In this context, a novel technique, droplet digital PCR (ddPCR), can also be used for viral or proviral load quantification. The advantage of this technique is that it does not require a standard curve. In fact, ddPCR allows the direct absolute quantification of a target gene, which can positively influence the accuracy of the PVL quantification. In a recent study, ddPCR presented low intra- and inter-assay variability in the determination of the HTLV-1 PVL in CSF of infected patients. The same study concluded that, regarding the HTLV-1 proviral load in peripheral blood mononuclear cells (PBMCs), the inter-assay variability of ddPCR was lower compared with qPCR [37]. It is important to note, however, that ddPCR presented false-positive signals when it was used to detect the viral load in HIV-infected individuals [54].

Regarding HIV infection, because some individuals can present viral replication suppressed below the detection limit of the available diagnostic methods [39], some authors have suggested the use of a semi-nested real-time reverse transcription PCR assay to determine the plasma viral load.

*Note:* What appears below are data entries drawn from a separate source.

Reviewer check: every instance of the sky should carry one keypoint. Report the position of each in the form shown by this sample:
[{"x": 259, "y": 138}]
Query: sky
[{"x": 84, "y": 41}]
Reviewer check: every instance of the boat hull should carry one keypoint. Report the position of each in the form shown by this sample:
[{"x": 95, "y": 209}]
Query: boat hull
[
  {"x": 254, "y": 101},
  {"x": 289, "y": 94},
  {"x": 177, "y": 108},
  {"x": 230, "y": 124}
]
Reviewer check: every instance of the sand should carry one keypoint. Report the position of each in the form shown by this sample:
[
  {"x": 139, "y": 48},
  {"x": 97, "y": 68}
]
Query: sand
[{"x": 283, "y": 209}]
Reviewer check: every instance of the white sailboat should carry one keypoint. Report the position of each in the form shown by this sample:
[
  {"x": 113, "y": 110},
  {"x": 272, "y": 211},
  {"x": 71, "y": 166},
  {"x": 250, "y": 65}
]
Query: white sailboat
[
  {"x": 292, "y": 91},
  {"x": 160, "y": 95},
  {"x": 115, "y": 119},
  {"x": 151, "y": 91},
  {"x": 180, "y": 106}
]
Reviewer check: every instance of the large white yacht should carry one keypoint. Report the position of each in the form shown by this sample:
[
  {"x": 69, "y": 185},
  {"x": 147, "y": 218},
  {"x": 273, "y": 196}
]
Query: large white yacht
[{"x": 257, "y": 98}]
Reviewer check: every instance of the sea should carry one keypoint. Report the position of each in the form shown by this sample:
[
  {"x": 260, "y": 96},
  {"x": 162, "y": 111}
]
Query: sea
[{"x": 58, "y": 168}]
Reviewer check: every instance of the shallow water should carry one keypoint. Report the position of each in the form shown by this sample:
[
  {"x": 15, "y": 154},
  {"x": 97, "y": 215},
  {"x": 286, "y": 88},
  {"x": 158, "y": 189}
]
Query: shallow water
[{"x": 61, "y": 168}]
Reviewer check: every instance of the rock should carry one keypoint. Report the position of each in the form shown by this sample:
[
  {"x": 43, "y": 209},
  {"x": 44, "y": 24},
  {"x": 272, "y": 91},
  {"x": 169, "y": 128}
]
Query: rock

In this technique, two successive PCR reactions are done to increase the sensitivity of the test and, consequently, reduce the limit of detection [55]. Thus, semi-nested RT-qPCR may be an interesting alternative in patients with a low viral load. Nevertheless, no study has applied this technique in CSF.

Regardless of the chosen technique, prior validation is essential, that is, before implementation in CSF routine analysis. Cross-validation by multiple laboratories is indicated.

Conclusions

The determination of the viral or proviral load in CSF of HTLV-1– and HIV-infected individuals with neurologic disease may be a good marker for diagnosis, considering the proximity of the lesion and the local infection. The association of PVL measurement with other tests, such as PVL in blood and intrathecal synthesis of specific antibodies analysis in HTLV infection and HIV genotyping, might bring an important contribution to clinicians. In some cases, it can make the difference for a conclusive diagnosis or even to therapeutic approach. However, prior validation of molecular assays before implementation in laboratorial routine is essential, mainly regarding the CSF examination. Many laboratories use the same methodology applied in blood, forgetting that CSF is a body fluid with different constituents that may interfere in laboratory tests. Even greater emphasis should be given to HTLV, which, being a neglected disease, does not have approved commercial kits for use in CSF testing; thus, “in-house” tests are mandatorily used. In this case, the international standardization of tests would be beneficial for the acquisition of reliable and comparable results that would make possible a better clinical interpretation of the laboratory findings of patients.